Israel “might” push for legislation in the future that would permit gender segregation? But there is not the slightest evidence to support this hypothetical. The most religious and “right wing” members of the Israeli government, such as Itamar Ben Gvir and Bezalel Smotrich, have never uttered a syllable about supporting such gender segregation in public spaces or at publicly-funded events. The Guardian is simply trying to find an excuse for its original bizarre and malevolent claim, by still claiming that after all, there might in the future be an attempt in Israel to impose such segregation.

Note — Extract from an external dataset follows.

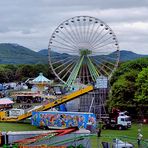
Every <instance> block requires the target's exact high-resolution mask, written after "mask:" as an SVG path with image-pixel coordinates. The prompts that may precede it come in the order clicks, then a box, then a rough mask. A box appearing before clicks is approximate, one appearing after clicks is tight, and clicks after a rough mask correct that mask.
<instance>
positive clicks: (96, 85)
mask: <svg viewBox="0 0 148 148" xmlns="http://www.w3.org/2000/svg"><path fill="white" fill-rule="evenodd" d="M107 86H108V78H107V77H105V76H99V77H98V78H97V80H96V84H95V87H96V88H107Z"/></svg>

In response to our complaints, The Guardian appended the following to its story:

This article was amended on 19 July 2023 to clarify that Human Rights Watch says it has included Israel in the report because some religious courts can have jurisdiction over marriage and divorce, and deprive women of spousal maintenance. A graphic in which Israel was listed alongside 14 other countries “where women can face sanction if they leave the home without male guardian permission” lacked adequate context and was removed….

Actually, there was no “context” in which such a charge against Israel would be true. It was false, period, and The Guardian’s refusal to fully own up to its meretriciousness is apparent even in its quasi-apology.

How did The Guardian ever think it could rely solely on that most anti-Israel of NGOs, Human Rights Watch, for anything to do with Israel? And did no one at The Guardian suspect that the charge HRW made against Israel for supposedly allowing Israeli women to be ruled in such a fashion by Israeli men was among the most ludicrous charges yet made against the Jewish state?